19 November 1888
NEW YORK, Nov, 10--A well-dress Englishman, with a full black beard, approached policeman Ripple, of the 19th precinct, last night and asked where he was. Being informed, he asked, "London?".
"No, New York," replied the policeman. The man looked bewildered, and after askeing the question over several times said that at his last recollection he was in Cheapside, London. "I must have been insane," he declared. The strange individual readily consented to be taken to the station house. Standing before the desk he appeared perfectly rational and expressed his inability to realise that he was not in London. "I came to my senses a few minutes ago," said he to the sergeant, "when I heard a voice saying 'There goes the Whitechapel murderer,' and I imagined everybody was looking at me." The sergeant deemed it advisable to detain the man, to which the latter made no objection.

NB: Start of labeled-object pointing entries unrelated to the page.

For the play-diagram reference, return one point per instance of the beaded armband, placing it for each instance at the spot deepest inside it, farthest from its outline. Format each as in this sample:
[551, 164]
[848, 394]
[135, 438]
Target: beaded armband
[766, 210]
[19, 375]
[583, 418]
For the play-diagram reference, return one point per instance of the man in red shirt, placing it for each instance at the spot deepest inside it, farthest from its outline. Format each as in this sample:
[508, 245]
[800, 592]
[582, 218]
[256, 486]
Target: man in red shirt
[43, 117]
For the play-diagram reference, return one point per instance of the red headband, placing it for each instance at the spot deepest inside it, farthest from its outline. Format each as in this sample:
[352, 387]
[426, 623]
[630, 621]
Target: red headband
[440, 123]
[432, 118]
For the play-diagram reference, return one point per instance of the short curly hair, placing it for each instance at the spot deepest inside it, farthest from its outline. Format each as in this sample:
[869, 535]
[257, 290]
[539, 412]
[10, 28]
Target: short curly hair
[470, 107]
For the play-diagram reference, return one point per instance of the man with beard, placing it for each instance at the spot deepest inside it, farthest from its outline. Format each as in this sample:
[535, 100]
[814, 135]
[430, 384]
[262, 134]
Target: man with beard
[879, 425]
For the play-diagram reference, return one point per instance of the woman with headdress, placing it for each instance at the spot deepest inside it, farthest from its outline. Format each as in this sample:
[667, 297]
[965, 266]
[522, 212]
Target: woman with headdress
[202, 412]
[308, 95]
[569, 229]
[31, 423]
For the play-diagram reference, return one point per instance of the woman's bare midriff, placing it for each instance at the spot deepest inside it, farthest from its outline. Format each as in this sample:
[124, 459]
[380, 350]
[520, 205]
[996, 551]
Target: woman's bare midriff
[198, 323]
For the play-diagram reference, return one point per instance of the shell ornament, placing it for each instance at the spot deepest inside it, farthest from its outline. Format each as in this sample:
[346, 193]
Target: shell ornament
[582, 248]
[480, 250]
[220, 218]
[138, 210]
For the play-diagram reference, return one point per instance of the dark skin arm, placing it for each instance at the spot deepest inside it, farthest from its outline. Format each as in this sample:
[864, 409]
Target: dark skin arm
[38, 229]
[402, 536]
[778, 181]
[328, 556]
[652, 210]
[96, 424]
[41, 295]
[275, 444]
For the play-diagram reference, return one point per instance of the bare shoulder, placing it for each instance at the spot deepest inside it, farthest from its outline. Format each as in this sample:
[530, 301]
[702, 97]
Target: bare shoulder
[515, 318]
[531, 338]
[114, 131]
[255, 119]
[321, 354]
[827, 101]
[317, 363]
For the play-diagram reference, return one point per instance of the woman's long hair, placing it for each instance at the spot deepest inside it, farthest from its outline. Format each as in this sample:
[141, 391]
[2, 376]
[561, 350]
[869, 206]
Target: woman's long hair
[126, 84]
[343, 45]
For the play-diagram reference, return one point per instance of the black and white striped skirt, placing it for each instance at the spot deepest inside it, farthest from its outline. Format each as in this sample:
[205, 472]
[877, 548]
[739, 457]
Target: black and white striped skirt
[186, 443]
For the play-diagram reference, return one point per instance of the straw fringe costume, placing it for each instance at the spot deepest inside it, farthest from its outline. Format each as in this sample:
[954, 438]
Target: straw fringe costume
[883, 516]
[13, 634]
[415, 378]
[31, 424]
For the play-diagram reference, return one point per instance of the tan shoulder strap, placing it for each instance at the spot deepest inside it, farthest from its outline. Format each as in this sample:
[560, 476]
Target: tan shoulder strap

He gave the name of Henry Johnson, and said he was 37 years old that his home was in West London. He said he believed he had been in a trance. Soon after being consigned to a cell the man began shouting loudly and the doorman found him lying on the cell floor struggling about. He attacked the door man when the latter entered his cell, and an ambulance which was summoned conveyed the strange prisoner to Bellevue Hospital. The police found in the Englishman's pockets portaits taken by a London photographer, of two young ladies, and a third one was that of an old lady. There was also a lock of grey hair and a letter addressed to Lizzie McKay, of London.